Question

In a class of 120 students, everybody would take two hamburgers if the price were zero, and no one would buy hamburgers if the price were $4 or more. assume that the class's demand curve for hamburgers is linear, and give a formula (a) (3 pts) describing quantity as a function of price (b) (3 pts) describing price as a function of quantity (c) (3 pts) total revenue is a function of quantity and can be computed by r = price ×quantity. find the total revenue function corresponding to the demand curve, and conclude that it is quadratic. (d) (3 pts) at what value does its maximum or minimum occur? (use the technique of completing the square.)

Answer 1

Let p be the price and q be the quantity of hamburgers.

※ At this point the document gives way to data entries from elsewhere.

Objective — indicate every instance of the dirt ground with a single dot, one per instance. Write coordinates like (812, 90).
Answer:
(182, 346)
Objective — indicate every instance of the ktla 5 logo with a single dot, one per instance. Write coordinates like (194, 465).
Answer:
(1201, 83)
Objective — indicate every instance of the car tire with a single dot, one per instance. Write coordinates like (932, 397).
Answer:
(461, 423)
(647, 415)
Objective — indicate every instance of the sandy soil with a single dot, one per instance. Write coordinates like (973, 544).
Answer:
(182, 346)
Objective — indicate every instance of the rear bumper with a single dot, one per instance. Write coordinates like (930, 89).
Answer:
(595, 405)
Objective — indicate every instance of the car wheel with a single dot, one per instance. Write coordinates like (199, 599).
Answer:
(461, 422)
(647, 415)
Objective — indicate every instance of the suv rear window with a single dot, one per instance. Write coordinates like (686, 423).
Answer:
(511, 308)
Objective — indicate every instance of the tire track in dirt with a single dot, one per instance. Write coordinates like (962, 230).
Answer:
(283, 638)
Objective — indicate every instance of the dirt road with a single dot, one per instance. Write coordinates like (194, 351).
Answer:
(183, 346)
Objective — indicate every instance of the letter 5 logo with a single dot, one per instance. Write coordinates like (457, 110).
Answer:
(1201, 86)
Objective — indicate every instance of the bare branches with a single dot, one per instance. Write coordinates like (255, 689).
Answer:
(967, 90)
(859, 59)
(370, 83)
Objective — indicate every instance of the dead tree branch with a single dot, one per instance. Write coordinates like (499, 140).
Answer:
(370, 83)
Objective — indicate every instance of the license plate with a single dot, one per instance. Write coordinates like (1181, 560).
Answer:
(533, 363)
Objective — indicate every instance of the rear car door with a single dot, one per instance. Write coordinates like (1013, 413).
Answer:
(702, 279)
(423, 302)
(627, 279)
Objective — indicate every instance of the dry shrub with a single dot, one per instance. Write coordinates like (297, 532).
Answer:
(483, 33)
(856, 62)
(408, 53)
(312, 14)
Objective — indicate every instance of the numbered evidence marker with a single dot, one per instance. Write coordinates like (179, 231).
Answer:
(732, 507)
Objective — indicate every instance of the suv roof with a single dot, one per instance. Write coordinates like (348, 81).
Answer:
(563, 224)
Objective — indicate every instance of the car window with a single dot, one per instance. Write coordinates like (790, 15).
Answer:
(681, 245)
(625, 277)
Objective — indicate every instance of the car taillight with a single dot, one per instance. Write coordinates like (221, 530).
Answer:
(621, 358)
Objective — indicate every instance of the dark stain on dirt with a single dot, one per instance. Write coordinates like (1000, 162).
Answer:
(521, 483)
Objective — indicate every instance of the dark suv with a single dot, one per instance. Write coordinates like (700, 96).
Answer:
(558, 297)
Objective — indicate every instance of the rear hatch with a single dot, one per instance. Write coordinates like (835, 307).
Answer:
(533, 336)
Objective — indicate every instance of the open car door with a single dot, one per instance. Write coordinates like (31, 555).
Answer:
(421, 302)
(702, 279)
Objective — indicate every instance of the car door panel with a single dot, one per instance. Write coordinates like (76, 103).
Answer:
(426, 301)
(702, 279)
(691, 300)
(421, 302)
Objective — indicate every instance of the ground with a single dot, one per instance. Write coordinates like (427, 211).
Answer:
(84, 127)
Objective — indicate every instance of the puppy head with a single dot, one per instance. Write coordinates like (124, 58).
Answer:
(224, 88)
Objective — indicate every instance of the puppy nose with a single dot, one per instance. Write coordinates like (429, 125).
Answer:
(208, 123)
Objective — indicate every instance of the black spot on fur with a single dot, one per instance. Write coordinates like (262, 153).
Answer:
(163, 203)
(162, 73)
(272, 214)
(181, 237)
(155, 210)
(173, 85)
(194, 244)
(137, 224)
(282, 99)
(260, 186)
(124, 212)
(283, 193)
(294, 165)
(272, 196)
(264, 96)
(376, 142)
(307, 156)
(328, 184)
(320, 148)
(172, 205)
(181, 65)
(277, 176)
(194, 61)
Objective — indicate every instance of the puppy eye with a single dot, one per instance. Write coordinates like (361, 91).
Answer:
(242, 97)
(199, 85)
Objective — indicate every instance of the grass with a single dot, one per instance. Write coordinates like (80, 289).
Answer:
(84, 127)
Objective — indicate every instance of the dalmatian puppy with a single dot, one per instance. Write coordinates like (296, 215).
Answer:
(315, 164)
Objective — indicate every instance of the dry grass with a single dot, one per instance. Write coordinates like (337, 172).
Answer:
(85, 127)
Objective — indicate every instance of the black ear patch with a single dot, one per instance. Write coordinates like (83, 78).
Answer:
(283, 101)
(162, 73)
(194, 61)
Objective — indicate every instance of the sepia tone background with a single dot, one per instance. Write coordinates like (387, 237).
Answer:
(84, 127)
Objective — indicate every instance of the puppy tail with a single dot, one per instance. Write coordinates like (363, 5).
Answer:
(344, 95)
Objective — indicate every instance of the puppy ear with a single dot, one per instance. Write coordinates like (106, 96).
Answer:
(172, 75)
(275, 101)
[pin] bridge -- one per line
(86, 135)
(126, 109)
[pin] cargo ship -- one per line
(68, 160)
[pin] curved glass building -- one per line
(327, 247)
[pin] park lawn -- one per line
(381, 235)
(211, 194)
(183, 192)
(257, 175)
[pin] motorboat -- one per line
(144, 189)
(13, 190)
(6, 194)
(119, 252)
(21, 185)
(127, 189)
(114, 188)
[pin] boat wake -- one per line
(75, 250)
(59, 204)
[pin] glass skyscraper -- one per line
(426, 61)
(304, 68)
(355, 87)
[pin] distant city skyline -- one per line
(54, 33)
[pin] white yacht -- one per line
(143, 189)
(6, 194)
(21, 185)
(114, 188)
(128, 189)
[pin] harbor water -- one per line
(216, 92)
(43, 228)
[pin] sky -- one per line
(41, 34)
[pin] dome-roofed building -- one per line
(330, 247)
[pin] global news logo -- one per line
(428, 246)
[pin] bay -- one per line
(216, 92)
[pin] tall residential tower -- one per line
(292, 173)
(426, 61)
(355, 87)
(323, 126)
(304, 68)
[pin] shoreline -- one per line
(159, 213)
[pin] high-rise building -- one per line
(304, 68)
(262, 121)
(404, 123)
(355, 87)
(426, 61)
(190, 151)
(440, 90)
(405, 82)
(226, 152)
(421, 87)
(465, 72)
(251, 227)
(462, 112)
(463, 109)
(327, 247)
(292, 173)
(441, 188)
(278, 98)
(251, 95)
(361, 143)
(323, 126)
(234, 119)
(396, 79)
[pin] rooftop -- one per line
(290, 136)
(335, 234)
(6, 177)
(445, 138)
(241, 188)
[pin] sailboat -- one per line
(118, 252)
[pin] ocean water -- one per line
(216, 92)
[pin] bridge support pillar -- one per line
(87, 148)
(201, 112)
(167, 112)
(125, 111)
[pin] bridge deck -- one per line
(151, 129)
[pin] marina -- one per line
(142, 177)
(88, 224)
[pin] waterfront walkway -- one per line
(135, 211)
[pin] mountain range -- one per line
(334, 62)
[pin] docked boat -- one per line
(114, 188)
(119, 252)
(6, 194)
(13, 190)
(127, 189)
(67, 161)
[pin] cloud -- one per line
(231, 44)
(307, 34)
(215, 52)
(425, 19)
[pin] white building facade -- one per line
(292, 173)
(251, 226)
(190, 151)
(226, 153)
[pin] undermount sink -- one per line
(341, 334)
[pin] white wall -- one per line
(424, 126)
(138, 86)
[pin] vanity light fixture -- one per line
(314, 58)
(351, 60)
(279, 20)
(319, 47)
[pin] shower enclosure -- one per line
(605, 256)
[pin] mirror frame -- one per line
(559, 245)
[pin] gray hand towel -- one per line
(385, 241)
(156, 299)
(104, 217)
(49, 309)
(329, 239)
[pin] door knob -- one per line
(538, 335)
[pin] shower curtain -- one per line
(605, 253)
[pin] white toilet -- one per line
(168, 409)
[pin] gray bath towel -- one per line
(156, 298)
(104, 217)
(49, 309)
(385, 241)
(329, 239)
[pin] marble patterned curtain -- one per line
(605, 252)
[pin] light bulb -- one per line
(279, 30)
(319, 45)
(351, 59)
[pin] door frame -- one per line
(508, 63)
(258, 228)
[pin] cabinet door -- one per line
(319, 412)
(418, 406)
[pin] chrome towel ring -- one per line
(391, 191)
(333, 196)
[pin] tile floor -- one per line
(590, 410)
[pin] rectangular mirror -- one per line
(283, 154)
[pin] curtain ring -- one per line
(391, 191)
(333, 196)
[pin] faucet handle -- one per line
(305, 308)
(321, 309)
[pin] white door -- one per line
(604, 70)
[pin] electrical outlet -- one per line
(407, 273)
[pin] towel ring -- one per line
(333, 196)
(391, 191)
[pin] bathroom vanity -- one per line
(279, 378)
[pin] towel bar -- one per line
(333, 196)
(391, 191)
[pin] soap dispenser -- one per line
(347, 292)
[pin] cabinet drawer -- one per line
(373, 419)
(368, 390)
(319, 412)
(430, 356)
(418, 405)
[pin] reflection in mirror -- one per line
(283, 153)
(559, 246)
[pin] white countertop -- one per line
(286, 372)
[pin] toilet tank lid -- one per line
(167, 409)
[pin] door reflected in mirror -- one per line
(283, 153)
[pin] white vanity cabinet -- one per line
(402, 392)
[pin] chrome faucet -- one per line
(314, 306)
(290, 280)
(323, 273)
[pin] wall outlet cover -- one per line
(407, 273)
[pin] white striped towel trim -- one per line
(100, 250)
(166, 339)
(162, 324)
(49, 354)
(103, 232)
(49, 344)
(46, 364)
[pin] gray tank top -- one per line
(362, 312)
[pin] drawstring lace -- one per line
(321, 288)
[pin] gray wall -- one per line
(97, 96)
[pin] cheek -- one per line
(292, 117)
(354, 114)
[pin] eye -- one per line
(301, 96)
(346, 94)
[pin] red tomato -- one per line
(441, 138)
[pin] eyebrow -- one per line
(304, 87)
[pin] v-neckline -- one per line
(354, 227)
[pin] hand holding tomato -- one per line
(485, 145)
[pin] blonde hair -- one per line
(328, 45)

a)When price is 0, every one takes 2 hamburgers so, q=120*2 = 240

When p=4, q =0

Hence slope of demand line =$\frac{240-0}{0-4} = \frac{236}{-4} = -60$

Then the demand equation is q=-60p+b ( assume p on x-axis and q on y-axis like y=mx+b)

To find b, we plugin the point (240,0)

    240 = m*0+b

  b= 240

Hence demand equation is q=240-60p.

b) To find p in terms of q,we will solve for p from demand equation.

q-240 = -60p

$\frac{q-240}{-60} = p$

$p=\frac{q}{-60} -\frac{240}{-60}$

$p=4-\frac{q}{60}$

c) Revenue = price * quantity

                   = $p*(240-60p) = 240p-60p^{2}$

Hence it is quadratic equation.

d) $R=-60*(p^{2} -4p)$

             = $-60(p^{2}-4p+4-4)$

             = $-60((p-2)^{2} -4)$

             = $-60(p-2)^{2}+240$

The above equation is a inverted u-shape parabola.

Hence maximum revenue occurs at vertex that is at p=2.